On 13/12/2017 17:47, Rodney W. Grimes wrote:
On Tue, 12 Dec 2017 14:58:28 -0800
Cy Schubert <cy.schub...@komquats.com> wrote:
I think people responding to my thread made it clear that the WD Green
isn't the first-choice-solution for a 20/6 (not 24/7) duty drive and
the fact, that they have serviced now more than 25000 hours, it would
be wise to replace them with alternatives.
I think someone had an apm command that turns off the head park,
that would do wonders for drive life. On the other hand, I think
if it was my data and I saw that the drive had 2M head load cycles
I would be looking to get out of that driv with any data I could
not easily replace. If it was well backed up or easily replaced
my worries would be less.
WD made their first series of Green disks green by aggressively turning
them into sleep state. Like when few secs there was nog activity they
would park the head, spin it down, and sleep the disk...
Access would need to undo the whole series of command.

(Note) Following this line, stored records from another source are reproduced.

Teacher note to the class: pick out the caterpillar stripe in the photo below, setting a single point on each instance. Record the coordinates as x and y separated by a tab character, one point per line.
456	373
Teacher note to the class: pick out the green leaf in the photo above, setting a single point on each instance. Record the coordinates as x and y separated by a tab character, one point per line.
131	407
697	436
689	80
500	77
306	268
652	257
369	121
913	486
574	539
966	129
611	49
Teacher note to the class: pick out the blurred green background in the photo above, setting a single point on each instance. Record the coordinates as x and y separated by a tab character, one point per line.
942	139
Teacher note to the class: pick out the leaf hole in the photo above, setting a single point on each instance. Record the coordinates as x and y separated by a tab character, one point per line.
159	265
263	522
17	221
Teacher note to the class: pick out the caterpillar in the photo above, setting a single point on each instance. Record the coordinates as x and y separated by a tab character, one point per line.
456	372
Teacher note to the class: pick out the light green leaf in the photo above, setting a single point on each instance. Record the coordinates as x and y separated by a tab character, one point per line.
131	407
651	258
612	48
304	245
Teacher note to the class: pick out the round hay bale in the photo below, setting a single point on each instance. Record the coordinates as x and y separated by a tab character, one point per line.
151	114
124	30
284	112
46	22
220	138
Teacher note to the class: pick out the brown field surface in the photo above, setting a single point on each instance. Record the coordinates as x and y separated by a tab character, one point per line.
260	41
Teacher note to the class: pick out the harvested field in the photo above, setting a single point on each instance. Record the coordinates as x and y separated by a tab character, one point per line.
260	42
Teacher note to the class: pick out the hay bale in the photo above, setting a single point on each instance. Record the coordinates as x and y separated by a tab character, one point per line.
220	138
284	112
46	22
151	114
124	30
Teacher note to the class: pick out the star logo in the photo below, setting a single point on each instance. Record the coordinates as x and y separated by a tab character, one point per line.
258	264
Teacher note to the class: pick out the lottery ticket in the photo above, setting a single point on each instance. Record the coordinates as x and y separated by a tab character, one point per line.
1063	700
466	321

This could be reset by writing in one of the disks registers. I remember
doing that for my 1,5G WDs (WD15EADS from 2009). That saved a lot of
startups. I still have 'm around, but only use them for things that are
not valuable at all. Some have died over time, but about half of them
still seem to work without much trouble.
WD used to have a .exe program to actually do this. But that did not
work on later disks. And turning things of on those disks was
impossible/a lot more complex.
This type of disk worked quite a long time in my ZFS setup. Like a few
years, but I turned parking of as soon as there was a lot of turmoil
about this in the community.
Now I using WD reds for small ZFS systems, and WD red Pro for large
private storage servers. Professional server get HGST He disks, a bit
more expensive, but very little fallout.